Online Threats against Journalists Mark Duterte’s 100 Days

alert-online-threats

 

IT STARTED even during the campaign. Journalists critical of anything about then candidate Rodrigo Duterte were savaged on social media and it has not stopped.  Duterte’s defenders rain specific threats, rape, murder and libel suits, including harm to members of the journalist’s family.

The latest victims of cyber bullying are Manny Mogato and Karen Lema of the British news agency Reuters, who were accused by Duterte partisans of distorting his controversial “Hitler” comments. Lema and Mogato wrote on Sept. 30 the Reuters report “Philippines’ Duterte likens himself to Hitler, wants to kill millions of drug addicts.” The article discussed Duterte’s remarks before the media during a press conference in Davao City after his visit to Vietnam in which he told reporters that critics had been portraying him as “some cousin of Hitler,” that he would be happy to “slaughter” three million drug addicts, and that “At least if Germany had Hitler, the Philippines would have, you know, my victims.”

The report, which was also aggregated from Reuters by at least two online news sites, received a lot of negative feedback from supporters of the President.  An online mob of angry Duterte followers deluged social media with memes, comments and other posts calling the journalists “malicious and irresponsible,” “blunderers” and “attention-seekers” among others.

The pattern of online mobs criticizing journalists is not new. Journalists, among others, have been harassed online for their stories since the internet and social media were invented.  Pointing out what’s wrong with a report should be welcomed since it can contribute to the rational discussion of relevant issues.  But calling journalists names and threatening them with physical harm is more than just another form of bullying, which in itself causes enough harm.  Hate speech against journalists is a direct attack on the framework of democratic discourse as it flouts the rules of civic debate and exchange.

Earlier in September, two women journalists received online threats of rape and harm to their families.

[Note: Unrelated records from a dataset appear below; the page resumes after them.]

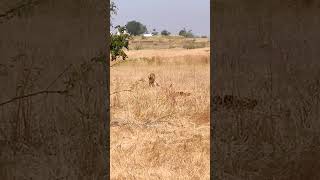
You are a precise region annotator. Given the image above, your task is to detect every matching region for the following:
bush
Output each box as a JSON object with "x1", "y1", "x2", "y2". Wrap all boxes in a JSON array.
[
  {"x1": 126, "y1": 21, "x2": 147, "y2": 36},
  {"x1": 110, "y1": 26, "x2": 131, "y2": 61},
  {"x1": 161, "y1": 30, "x2": 171, "y2": 36},
  {"x1": 179, "y1": 28, "x2": 195, "y2": 38}
]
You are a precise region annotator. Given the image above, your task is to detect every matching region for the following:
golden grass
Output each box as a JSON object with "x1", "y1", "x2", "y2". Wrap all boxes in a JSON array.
[{"x1": 110, "y1": 48, "x2": 210, "y2": 179}]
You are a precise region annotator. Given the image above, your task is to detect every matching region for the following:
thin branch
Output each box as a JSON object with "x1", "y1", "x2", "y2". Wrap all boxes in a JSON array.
[
  {"x1": 0, "y1": 90, "x2": 68, "y2": 106},
  {"x1": 46, "y1": 64, "x2": 72, "y2": 90},
  {"x1": 0, "y1": 0, "x2": 44, "y2": 23},
  {"x1": 110, "y1": 89, "x2": 132, "y2": 96},
  {"x1": 110, "y1": 61, "x2": 122, "y2": 68}
]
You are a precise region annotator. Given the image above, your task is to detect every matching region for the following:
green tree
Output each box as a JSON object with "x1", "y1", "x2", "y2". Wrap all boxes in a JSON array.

Freelance journalist Gretchen Malalad was accused of sharing information with TIME magazine reporter Rishi Iyengar, who wrote the critical article “The Killing Season: Inside Philippine President Rodrigo Duterte’s War on Drugs” for the news magazine.

Al Jazeera correspondent Jamela Alindogan-Caudron, who has been reporting on President Duterte’s anti-drug campaign and clashes between the Armed Forces of the Philippines (AFP) and the Abu Sayyaf Group (ASG), was also attacked by online Duterte partisans.  Alindogan-Caudron and Malalad were called names such as “traitor,” “bayaran” (paid journalist) and “presstitute.”  Some comments even suggested that the two journalists should be raped or killed by the ASG, for their reports. The ASG has been notorious for the violent treatment of their victims.

These are just a few instances of journalists being insulted and even threatened over social media.

On Sept. 22, President Duterte addressed concerns that have been raised over some of his supporters’ online tirades.  “I appreciate very much your support and – how would I say it – enthusiasm to back me up…You are correct. I am doing nothing wrong,” Duterte said. “But of course, we should also not threaten people because they won’t be able to write about the truth.” However, his supporters seemed to have missed this appeal as the threats have continued.

Since 1986, 152 journalists have been killed, many after receiving death threats, and scores harassed and physically assaulted, for reporting and commenting on such issues of public concern as corruption and criminality. In this country, violence against journalists is real and it goes unpunished,  as often,  it involves those who have power in local communities.

As journalist and media advocacy groups have learned from bitter experience, any threat of physical harm against journalists must be taken seriously.  Such threats have in many instances been the prelude to journalists being killed and constitute a grave peril to the constitutionally protected right of the press to perform their mandated tasks of providing news and commentary.

A Rappler article by Maria Ressa “Propaganda War: Weaponizing the Internet” noted the pivotal use of the social media in the Duterte campaign for presidency.  The management of social media allowed the wide use of content to promote the candidate and to suppress criticism against him. Just two months after Duterte assumed the presidency, the same machinery was used for propaganda and threats.

The intimidation of journalists amounts to online terrorism that also detracts from the reasoned discourse needed in a democracy.  CMFR recognizes the power of social media to expand the arena of debate and exchange, to enhance through unfettered expression the impact of ideas that mobilize progressive movements.  It decries the use of these same instruments to amplify a campaign to suppress free and fair criticism of elected leaders.

We call for more than a token attempt on the part of the administration to rein in its supporters’ unconscionable attempts to demonize even some of the most seasoned media practitioners in this country whose only offense has been to report the truth.